'Best & Brightest' teacher bonuses might be continued through budget language
@ByKristenMClark
As legislation to make permanent the "Best & Brightest" teacher bonus program remains in limbo this session, Florida House and Senate leaders are floating the possibility of a one-year extension by including the program -- once again -- in proviso language for the annual budget.
The controversial program predictably surfaced as a point of leverage between House and Senate education leaders this weekend as they started hashing out the 2016-17 budget.
The bonuses are a priority for House Republicans, but senators in both parties are especially reluctant to buy in to the idea.
By Sunday evening, lead education budget negotiators Rep. Erik Fresen and Sen. Don Gaetz had agreed on the largest budget issue: how to fund increases to K-12 schools and by how much.
But the rest of the education budget remains unresolved.
The House rejected the first and only offer from the Senate, which included -- among a host of issues -- a proposed compromise on funding for the "Best and Brightest" program.
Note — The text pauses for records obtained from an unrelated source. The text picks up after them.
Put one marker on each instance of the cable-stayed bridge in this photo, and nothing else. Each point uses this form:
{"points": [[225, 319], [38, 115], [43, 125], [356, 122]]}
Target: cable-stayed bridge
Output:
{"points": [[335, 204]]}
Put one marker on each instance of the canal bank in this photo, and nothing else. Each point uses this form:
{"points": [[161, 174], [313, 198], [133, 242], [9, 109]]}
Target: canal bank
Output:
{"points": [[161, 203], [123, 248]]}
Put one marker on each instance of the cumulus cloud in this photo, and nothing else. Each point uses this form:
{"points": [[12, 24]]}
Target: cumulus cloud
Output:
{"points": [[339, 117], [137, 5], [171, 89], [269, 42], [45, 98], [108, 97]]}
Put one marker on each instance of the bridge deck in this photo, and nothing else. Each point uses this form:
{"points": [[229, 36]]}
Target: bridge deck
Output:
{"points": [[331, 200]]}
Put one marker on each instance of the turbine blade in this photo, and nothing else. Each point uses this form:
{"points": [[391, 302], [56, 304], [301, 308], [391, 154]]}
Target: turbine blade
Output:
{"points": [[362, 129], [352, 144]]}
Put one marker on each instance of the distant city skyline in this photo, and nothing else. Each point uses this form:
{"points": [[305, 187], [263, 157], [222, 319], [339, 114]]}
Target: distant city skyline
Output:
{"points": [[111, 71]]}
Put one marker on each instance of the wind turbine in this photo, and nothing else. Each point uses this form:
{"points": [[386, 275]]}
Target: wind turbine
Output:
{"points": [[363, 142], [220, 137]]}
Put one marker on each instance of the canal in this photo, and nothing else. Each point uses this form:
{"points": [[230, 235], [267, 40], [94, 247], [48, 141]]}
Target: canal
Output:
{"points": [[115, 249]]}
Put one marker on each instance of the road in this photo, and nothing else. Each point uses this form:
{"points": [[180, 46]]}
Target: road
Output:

The bonuses award "highly effective" teachers who scored in the top 20 percent on their high school SAT/ACT exams.
The offer from Gaetz, a Niceville Republican, was a broad this-for-that exchange of several priority areas, which was presented as "all or nothing" to the House.
Under Gaetz's offer, the Senate would have supported the House's desire to include the teacher bonus plan in the budget implementing bill -- allowing it to continue for a second year. The Senate would have also supported $22.5 million in funding, half the amount the House wants.